As part of global debt justice movements, we reiterate our demands for --
1. Unconditional, extensive and massive debt cancellation for all countries in need, including to both low and middle-income countries, assessed with respect to their development financing requirements, and provided by all creditors (bilateral, multilateral, and private). Illegitimate debts must be immediately cancelled.
Many debt-burdened countries of the South are also among the most vulnerable to climate emergencies. From a Southern perspective, they have paid their debt many times over from net transfers of natural and human resources to the Global North, which is well established to have contributed heaviest to the climate crisis and are treaty-bound to deliver climate finance to the South. The demand for debt cancellation and grant-based climate finance, not more loans, is a demand for justice and reparations.
2. A debt architecture reform agenda for real change and real solutions. We stress once again our call on governments to establish a fair, transparent, binding and multilateral framework for debt crisis resolution (under the auspices of the UN and not in lender-dominated arenas) that address –
a. Debt cancellation – granted to all countries in need and by all creditors (bilateral, multilateral and private)
b. Human rights – use human rights and development impact assessments in debt sustainability analysis
“It is time for a bold shift in thinking about public debt sustainability.
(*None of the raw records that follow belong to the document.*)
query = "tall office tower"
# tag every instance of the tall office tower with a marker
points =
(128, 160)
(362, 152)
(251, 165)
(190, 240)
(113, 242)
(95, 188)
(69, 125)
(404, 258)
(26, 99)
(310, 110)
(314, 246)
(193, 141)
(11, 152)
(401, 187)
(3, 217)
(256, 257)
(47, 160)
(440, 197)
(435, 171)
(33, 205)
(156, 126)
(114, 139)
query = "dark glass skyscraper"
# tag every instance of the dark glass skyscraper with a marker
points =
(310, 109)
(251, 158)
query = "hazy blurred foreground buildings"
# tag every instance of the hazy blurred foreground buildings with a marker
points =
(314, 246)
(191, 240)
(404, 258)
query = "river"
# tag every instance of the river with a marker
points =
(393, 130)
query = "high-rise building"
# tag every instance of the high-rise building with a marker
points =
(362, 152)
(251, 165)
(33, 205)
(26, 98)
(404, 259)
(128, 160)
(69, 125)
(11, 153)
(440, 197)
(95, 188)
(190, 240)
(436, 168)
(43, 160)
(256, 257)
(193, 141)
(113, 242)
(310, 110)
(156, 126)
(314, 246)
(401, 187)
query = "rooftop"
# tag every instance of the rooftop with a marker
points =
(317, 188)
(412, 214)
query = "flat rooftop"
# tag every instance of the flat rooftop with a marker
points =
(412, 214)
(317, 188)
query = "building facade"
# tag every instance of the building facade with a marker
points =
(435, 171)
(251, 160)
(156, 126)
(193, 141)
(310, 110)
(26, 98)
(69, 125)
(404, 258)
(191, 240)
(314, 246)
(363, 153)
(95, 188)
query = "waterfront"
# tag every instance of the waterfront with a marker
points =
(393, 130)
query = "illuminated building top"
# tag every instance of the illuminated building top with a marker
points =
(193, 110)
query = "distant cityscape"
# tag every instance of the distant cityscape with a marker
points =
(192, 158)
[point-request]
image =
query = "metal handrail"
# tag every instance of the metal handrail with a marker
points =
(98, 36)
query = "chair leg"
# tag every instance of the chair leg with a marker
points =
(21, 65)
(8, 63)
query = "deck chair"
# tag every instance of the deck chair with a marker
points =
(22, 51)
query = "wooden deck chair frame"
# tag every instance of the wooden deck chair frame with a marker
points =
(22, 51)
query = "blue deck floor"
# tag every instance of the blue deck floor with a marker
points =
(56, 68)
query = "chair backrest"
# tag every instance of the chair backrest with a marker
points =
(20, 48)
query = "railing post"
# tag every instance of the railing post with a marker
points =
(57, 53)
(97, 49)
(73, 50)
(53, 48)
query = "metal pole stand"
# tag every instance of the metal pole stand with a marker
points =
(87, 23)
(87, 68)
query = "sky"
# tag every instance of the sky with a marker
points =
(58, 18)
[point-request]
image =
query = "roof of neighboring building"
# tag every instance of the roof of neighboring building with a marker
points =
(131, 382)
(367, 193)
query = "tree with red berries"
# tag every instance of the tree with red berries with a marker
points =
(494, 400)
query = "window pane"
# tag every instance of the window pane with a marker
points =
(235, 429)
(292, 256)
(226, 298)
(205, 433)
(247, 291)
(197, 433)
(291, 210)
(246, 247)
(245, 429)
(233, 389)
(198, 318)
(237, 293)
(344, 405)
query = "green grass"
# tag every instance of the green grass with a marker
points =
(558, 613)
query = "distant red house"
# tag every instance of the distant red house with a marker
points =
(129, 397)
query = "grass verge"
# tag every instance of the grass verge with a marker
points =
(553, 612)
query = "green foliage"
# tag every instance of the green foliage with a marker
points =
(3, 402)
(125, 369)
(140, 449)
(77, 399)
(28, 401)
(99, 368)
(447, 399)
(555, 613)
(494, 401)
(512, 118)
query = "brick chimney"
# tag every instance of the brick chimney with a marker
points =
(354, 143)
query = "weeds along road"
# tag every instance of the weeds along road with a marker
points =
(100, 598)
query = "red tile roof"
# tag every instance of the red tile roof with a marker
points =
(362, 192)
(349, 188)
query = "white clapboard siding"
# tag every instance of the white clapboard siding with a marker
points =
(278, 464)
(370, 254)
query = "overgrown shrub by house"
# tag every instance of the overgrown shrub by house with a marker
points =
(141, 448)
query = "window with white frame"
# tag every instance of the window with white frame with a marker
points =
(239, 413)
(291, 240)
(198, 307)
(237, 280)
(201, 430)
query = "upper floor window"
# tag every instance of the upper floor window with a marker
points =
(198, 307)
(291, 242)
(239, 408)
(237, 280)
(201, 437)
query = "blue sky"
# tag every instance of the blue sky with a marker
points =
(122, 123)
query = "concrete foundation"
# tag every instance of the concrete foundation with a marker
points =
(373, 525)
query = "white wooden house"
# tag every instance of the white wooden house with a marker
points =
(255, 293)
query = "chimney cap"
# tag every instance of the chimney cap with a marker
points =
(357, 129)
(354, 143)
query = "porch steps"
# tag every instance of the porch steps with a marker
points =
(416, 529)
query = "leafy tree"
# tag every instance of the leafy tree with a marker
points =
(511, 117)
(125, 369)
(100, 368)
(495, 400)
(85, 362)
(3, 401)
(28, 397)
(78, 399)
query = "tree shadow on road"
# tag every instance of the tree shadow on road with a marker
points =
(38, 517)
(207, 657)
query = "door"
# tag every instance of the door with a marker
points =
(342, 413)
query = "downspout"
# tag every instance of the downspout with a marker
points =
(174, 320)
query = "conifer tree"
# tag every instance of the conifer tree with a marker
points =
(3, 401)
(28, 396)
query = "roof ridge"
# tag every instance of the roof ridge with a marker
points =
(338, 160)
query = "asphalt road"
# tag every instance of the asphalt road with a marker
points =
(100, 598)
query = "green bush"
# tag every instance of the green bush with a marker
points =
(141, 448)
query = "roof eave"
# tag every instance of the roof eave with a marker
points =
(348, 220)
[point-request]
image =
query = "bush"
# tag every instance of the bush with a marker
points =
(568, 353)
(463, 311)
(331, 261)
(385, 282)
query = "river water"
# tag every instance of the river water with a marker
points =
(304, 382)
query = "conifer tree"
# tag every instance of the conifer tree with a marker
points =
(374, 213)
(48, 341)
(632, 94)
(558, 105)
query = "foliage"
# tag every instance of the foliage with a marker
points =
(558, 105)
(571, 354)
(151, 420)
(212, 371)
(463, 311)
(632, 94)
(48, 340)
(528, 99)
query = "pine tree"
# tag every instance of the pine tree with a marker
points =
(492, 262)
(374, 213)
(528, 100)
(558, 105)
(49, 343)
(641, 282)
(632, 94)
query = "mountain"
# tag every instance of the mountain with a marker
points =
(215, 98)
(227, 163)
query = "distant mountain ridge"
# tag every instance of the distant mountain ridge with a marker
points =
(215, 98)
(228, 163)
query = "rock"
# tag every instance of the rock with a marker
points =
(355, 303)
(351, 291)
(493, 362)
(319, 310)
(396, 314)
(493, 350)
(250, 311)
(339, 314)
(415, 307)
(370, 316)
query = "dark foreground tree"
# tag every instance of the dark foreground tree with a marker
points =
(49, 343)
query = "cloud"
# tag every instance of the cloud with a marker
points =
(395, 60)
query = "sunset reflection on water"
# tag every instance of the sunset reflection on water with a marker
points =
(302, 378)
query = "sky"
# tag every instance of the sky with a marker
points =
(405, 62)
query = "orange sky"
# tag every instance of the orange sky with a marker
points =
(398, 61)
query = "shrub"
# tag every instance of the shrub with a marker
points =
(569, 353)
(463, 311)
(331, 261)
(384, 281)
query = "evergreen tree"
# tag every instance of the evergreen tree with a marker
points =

We propose an augmented approach that assesses public debt viability that takes into account a country’s SDG investment needs, government structural development policies aiming to boost economic competitiveness, and national SDG financing strategies.” (Armida Salsiah Alisjahbana, United Nations Under-Secretary-General and Executive Secretary of ESCAP)
c. Responsible borrowing and lending – agree on common and binding principles
d. Credit rating agencies – assess systemic risks posed by financial sector instruments and actors including regulation of credit rating agencies
In addition, we underscore our calls for --
- The immediate delivery of new, additional and non-debt creating climate finance for adaptation, mitigation and loss and damage, far beyond the unmet $100 billion/year pledge, that adequately meets the needs of the Global South;
- Thorough-going national and global review and changes in lending, borrowing and payment policies and practices aimed at preventing the re-accumulation of unsustainable and illegitimate debt, strengthening democratic institutions and processes, upholding human rights and peoples' self- determination, and bringing the IMF, World Bank and other global lenders to justice;
- Genuine participatory, inclusive debt transparency and accountability mechanisms and processes, including national debt audits, that will critically examine the nature, purpose, terms and conditions, actual use of loans, and the impacts of loan-supported policies and programs;
- The establishment of a fair, transparent, binding and multilateral framework for debt crisis resolution (under the auspices of the UN and not in lender-dominated arenas) that addresses unsustainable and illegitimate debt and recognizes the priority of human rights obligations for all involved; and,
- Reparations for the damages caused to countries, peoples and nature, due to the contracting, use and payment of unsustainable and illegitimate debts and the conditions imposed to guarantee their collection.